The ballot language listed several specific qualifying diseases, like cancer and multiple sclerosis, but also would have allowed doctors to recommend marijuana use for patients who had other "debilitating" conditions.

Critics said such broad language could foster "pot mills," abuse by users wanting to get high, and entrepreneurs seeking profits.

The amendment, just two pages long, would have relied on the Florida Department of Health to fill in thousands of details and rules. If any of those rules had conflicted with Amendment 2's ballot language, critics warned, courts might be forced to throw out important safeguards.

Orlando lawyer John Morgan spent $4 million to get Amendment 2 on the 2014 ballot and became the measure's public face.

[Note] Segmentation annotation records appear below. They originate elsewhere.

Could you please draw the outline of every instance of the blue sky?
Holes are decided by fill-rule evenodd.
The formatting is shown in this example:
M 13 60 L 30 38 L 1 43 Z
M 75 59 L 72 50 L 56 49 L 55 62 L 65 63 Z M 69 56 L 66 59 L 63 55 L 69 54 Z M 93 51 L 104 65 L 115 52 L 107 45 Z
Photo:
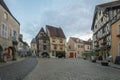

"This is not over. It's just over for tonight,'' he said, vowing to lead another amendment fight in two years if the Legislature does not legalize medical marijuana.

Morgan said he got involved with the issue because his father had cancer and his paralyzed brother smokes pot for pain relief. Critics said Amendment 2 was a ploy by Morgan to boost the youth vote and help install his employee, Charlie Crist, into the Governor's Mansion.

Polk County Sheriff Grady Judd, representing the Florida Sheriff's Association, said voters made the right decision. "The people of Florida were too smart to buy into the weak language and huge loopholes in this amendment,'' he said.

St. Petersburg was the epicenter for watching Amendment 2's fate on Tuesday night as supporters surrounded by TV cameras gathered at Fresco's, a popular waterfront restaurant.

Fay, also based in St. Petersburg, said she "cannot speculate on what might be proposed'' by medical marijuana supporters before the Legislature. But she noted that cannabis-based medicines are in clinical trials and might lessen the push for medical marijuana.

Almost half of the country has adopted a medical marijuana system. But none of those states faced Florida's 60 percent threshold for altering its Constitution.

So far, the Florida Legislature has rebuffed any attempt to fully legalize medical marijuana through legislation. This year — under pressure from some parents of epileptic children — the Legislature did approve one strain of noneuphoric pot called Charlotte's Web.

But noneuphoric pot cannot match more powerful varieties when it comes to treating pain or other debilitating conditions, advocates say.

Early polls showed support in the 70 percent range — at least for the concept of medical pot. Morgan remained the major benefactor, though thousands donated small amounts.

Opponents acquired a well-heeled angel of their own when Nevada billionaire Sheldon Adelson spent $5.5 million in anti-pot advertising. Morgan maintained a personal e-mail correspondence with Adelson, trying to keep the casino mogul on friendly terms.

In the end, though, how voters viewed Amendment 2's specifics eroded much of the early support found in polls.

A Vote No On 2 coalition of sheriffs, doctors and former state Supreme Court justices made a persuasive case that Florida's Constitution is a poor vehicle for sweeping social change.